The Bush administration has been raising its anti-Iran rhetoric as American troops in Iraq face daily clashes with Shiite militiamen. The combat helped push the U.S. military death toll in Iraq to at least 50 in April, the highest monthly toll since 65 were killed in September.

Hosseini said Iran supports its neighbor's stability and that hosting the delegation from Baghdad was "in line with the goal … of providing stability and security in Iraq."

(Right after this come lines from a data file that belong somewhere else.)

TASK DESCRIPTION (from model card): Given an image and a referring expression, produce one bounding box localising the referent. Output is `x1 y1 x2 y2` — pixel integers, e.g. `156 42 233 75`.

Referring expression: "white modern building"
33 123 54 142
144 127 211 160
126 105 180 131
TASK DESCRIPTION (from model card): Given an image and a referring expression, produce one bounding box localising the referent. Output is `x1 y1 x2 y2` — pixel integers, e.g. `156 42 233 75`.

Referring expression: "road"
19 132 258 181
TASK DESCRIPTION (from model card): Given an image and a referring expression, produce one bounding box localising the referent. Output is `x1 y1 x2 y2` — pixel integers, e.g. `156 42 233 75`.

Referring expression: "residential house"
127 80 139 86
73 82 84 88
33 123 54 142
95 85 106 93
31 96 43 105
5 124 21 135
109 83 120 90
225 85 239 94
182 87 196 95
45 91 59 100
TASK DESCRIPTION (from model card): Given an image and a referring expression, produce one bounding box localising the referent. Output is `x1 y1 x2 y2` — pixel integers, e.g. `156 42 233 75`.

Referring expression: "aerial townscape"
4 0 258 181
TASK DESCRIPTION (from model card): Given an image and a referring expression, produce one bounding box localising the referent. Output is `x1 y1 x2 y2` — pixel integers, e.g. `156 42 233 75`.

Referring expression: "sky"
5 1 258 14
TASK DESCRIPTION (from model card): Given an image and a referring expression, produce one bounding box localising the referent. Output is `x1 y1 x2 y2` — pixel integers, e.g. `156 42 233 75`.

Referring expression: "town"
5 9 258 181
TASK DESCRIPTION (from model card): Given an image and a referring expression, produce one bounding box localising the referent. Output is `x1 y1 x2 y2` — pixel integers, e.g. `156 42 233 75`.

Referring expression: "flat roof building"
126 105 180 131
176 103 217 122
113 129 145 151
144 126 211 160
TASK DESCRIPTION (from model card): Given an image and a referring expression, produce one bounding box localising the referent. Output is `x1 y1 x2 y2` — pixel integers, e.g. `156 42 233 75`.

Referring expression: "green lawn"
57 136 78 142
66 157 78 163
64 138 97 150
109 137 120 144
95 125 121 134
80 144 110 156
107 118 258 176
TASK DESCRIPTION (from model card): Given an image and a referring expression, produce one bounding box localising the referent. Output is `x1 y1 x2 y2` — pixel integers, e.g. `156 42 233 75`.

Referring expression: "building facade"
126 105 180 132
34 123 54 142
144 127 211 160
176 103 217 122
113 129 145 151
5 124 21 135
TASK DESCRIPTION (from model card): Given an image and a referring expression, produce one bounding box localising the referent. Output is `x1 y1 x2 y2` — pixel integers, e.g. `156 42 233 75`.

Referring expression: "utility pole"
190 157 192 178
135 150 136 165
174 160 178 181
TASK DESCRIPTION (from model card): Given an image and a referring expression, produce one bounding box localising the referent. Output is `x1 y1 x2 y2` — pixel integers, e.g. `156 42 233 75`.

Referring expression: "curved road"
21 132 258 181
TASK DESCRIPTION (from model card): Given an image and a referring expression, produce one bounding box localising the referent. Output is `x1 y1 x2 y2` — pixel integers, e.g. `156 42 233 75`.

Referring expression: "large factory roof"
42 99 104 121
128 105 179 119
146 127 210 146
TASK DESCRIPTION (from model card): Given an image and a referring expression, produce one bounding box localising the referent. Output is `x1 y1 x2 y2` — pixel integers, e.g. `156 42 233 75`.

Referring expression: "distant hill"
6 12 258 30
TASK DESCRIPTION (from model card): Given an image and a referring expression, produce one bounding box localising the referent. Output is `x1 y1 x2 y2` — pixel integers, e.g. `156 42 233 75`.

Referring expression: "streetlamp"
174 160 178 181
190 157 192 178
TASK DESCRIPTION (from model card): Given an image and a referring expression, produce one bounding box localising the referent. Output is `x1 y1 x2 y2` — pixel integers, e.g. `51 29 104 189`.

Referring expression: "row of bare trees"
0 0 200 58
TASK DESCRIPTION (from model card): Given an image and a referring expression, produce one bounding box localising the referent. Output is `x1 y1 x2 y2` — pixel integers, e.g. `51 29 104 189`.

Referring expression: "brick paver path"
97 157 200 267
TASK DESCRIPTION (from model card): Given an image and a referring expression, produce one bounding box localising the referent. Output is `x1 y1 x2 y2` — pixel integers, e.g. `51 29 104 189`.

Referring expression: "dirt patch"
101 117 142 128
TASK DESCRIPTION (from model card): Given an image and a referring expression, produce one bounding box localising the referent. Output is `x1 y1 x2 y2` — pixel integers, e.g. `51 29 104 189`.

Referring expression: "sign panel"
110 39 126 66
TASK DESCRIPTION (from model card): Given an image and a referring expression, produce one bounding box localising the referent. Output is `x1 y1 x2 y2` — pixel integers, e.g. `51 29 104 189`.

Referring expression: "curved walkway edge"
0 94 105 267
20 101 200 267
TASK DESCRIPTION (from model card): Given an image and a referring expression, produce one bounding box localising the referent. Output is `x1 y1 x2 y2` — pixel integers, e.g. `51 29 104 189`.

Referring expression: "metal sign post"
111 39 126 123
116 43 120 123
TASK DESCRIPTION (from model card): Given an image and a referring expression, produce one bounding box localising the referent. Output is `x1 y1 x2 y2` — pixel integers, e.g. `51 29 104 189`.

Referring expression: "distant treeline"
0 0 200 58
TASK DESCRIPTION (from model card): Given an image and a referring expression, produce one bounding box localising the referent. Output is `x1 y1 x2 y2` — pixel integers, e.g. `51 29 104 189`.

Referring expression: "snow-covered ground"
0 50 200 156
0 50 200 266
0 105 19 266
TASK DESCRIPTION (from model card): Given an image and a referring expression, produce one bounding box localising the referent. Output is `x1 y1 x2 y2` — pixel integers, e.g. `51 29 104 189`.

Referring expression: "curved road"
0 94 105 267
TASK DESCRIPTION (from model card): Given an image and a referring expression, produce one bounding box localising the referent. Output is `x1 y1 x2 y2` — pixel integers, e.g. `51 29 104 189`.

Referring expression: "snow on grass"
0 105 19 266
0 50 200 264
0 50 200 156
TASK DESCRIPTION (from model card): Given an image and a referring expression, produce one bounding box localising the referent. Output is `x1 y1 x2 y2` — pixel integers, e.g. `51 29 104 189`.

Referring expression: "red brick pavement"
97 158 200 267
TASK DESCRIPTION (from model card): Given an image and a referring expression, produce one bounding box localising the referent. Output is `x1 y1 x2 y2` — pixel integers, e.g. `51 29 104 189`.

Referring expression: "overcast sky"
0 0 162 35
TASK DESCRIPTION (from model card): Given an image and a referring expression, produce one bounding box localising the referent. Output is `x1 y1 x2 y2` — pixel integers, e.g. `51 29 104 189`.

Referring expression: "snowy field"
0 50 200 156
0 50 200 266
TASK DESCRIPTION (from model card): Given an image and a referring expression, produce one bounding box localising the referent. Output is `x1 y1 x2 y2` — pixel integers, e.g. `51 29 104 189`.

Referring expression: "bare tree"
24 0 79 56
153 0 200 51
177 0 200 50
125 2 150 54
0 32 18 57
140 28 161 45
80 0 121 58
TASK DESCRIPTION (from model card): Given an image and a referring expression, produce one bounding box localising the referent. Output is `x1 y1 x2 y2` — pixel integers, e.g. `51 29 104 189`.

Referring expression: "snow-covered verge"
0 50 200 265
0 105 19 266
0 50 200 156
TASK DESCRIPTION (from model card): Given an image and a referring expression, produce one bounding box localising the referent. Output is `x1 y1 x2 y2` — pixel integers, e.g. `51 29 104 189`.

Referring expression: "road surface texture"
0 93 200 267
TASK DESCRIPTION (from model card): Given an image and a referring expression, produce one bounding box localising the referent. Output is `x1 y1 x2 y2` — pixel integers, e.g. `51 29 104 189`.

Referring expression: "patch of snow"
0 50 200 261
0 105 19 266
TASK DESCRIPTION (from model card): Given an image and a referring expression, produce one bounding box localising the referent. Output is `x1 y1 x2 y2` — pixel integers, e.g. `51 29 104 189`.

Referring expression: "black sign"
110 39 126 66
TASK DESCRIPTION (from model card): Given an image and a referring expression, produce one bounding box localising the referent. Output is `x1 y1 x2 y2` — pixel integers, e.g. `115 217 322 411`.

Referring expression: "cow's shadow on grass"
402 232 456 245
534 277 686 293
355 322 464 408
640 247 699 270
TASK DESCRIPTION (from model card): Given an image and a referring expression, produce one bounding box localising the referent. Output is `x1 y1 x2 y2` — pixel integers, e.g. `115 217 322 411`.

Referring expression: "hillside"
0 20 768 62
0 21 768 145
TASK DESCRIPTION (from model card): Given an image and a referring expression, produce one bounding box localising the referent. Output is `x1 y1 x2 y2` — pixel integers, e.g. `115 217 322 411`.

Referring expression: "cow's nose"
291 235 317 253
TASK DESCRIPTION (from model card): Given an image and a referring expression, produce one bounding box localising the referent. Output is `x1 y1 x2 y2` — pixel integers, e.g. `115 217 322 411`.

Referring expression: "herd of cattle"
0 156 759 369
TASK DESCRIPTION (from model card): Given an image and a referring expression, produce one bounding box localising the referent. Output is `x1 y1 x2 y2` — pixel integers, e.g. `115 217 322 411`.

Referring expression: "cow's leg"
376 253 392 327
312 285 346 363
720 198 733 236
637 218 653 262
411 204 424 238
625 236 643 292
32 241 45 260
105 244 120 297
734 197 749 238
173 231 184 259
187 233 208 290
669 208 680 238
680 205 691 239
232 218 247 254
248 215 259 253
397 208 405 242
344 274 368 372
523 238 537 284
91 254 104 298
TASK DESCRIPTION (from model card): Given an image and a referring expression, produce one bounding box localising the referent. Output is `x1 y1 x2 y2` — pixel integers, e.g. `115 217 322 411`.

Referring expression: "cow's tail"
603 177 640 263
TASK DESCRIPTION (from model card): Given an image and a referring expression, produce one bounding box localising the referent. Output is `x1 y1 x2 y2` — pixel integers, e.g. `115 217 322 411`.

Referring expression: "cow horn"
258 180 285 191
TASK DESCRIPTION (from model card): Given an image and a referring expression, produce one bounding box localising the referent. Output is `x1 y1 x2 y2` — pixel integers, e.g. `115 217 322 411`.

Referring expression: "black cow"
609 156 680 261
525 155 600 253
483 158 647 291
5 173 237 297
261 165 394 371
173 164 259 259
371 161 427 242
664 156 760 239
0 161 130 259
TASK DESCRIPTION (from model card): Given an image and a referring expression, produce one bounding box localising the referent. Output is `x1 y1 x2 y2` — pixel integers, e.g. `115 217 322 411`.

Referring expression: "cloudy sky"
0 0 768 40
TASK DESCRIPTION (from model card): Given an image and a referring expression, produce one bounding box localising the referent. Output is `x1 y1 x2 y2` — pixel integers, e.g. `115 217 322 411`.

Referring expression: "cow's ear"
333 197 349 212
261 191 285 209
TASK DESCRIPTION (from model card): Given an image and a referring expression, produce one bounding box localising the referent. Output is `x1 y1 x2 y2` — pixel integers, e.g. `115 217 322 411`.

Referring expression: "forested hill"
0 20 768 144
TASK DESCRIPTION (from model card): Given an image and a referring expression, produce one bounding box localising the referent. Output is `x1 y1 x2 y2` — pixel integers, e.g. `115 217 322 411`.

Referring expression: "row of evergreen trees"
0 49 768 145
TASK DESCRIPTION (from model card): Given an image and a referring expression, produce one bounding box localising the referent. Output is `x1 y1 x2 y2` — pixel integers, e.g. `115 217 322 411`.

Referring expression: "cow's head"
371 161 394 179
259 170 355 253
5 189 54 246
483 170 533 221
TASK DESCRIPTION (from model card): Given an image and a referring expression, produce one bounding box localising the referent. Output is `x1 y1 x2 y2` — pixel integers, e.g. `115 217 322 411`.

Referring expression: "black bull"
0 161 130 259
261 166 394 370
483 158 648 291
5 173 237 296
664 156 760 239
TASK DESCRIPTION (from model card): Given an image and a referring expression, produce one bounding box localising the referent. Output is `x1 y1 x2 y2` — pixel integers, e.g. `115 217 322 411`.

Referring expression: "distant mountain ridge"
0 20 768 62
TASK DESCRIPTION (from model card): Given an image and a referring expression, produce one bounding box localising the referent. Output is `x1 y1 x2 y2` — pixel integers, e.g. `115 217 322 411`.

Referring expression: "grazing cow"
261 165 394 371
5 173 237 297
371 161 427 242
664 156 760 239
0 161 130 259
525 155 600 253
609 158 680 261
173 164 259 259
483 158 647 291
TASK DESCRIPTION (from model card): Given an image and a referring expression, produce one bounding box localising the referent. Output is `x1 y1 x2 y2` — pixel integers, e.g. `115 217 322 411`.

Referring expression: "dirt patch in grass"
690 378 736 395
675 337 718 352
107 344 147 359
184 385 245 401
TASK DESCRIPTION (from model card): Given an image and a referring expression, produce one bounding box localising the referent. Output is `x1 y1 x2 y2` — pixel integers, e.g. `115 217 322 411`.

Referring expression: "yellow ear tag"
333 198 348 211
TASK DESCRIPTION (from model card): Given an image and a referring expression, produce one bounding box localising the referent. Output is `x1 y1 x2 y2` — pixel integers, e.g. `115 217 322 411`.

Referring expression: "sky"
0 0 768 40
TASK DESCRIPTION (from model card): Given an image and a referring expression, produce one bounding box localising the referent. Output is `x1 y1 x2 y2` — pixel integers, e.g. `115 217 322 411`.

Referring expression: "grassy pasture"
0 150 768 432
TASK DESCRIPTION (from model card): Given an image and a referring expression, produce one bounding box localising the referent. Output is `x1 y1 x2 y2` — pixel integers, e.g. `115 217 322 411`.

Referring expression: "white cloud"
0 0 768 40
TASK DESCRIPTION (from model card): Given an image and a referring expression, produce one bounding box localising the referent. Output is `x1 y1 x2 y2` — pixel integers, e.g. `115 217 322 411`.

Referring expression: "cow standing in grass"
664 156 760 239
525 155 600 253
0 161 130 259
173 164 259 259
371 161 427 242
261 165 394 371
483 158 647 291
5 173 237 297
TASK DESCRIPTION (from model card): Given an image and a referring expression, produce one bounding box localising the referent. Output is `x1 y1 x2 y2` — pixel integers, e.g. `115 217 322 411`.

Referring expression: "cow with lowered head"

He blamed Washington for the violence in Iraq, saying Iraq's "main problem is the presence of occupiers and terrorists." Iran has repeatedly called for the withdrawal of U.S.-led forces from Iraq, saying their presence is the root cause of instability there.

Iraqi Prime Minister Nouri al-Maliki's Shiite-dominated government faces a delicate challenge as it tries to maintain a relationship with its U.S. backers and neighboring Iran, a predominantly Shiite nation that has close ties to Iraq's leaders.

But al-Maliki has shown a recent willingness to crack down on Shiite militias led by the Mahdi Army as he seeks to gain political support from rival Shiite groups and minority Sunnis.

Defense Secretary Robert Gates said Thursday that the visit of the Iraqis to Iran was "a very important step" and that it may prompt Iranians to choose whether they "want to work with the government of Iraq or subvert" it.